The Green Eyed Monster


Dealing with Infertility puts you into a dark place sometimes...you can experience depression, loneliness, helplessness and yes, even "The Green Eyed Monster" called Jealousy.

For me, dealing with infertility put me in a state of constant jealously. I was jealous of the pregnant woman in the grocery store. I envied the woman I saw in the mall with a bunch of kids, thinking, she gets four? Four? And I can’t even have ONE?

Every pregnancy, every impending announcement and every child that was born into this world that wasn't mine, seemed to chip away at my soul. I took everything personally.


My co-worker and friend had gotten married and I knew it was just a matter of time before she made her announcement..I would go over my reaction to the news several times in my head so that I got it right and that it didn't appear to be bitchy or over the top sappy.

She and another co-worker would talk when they had a chance about getting pregnant, where they would deliver, baby names, etc., and I would be screaming inside...shut up, shut up..I just wanted it to stop and I wanted to disappear...I even contemplated quitting my job.

When that day came...I honestly don't remember what I said or did...I went numb..I began to hate going to work because I knew once it was announced in the office, everyone all day long would be congratulating her (which of course they should have been) and it would be baby talk 8 hours of my day, every day, for the next 6 months.

I remember feeling horrible that I may have been putting a damper on her good news...well, there's no maybe, I know I did and I adore this girl and to this day it sickens me that I reacted that way.

My jealousy had gotten so bad that I had to go and talk to a therapist about how I was feeling about HER news...pretty pathetic huh??

The fact that this woman is still friends with me, blows me away....she is the most understanding, forgiving, compassionate person I know...I'm not so sure I would have been that way if the roles were reversed and she reacted that way to me.

Fast forward 2 years later and this same friend is pregnant again.

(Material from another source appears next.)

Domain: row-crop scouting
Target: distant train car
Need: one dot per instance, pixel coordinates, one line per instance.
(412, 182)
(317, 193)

We no longer work day to day together, but when she announced her pregnancy this time, a different person showed up that day and gave her the biggest hug and heartfelt congratulations that I never knew I was capable of doing...ever.

Healing is a beautiful thing..




2 comments:

  1. Mary, that was very nice of you to say. I adore you and think you are amazing! I love this blog and the outlet it gives you. I am sure you will be able to inspire lots of people with it and bring together a whole new community of people who have needed to come together for a long time.
    I am so proud of the place that you are in now and I know you will continue to grow!
    Love you!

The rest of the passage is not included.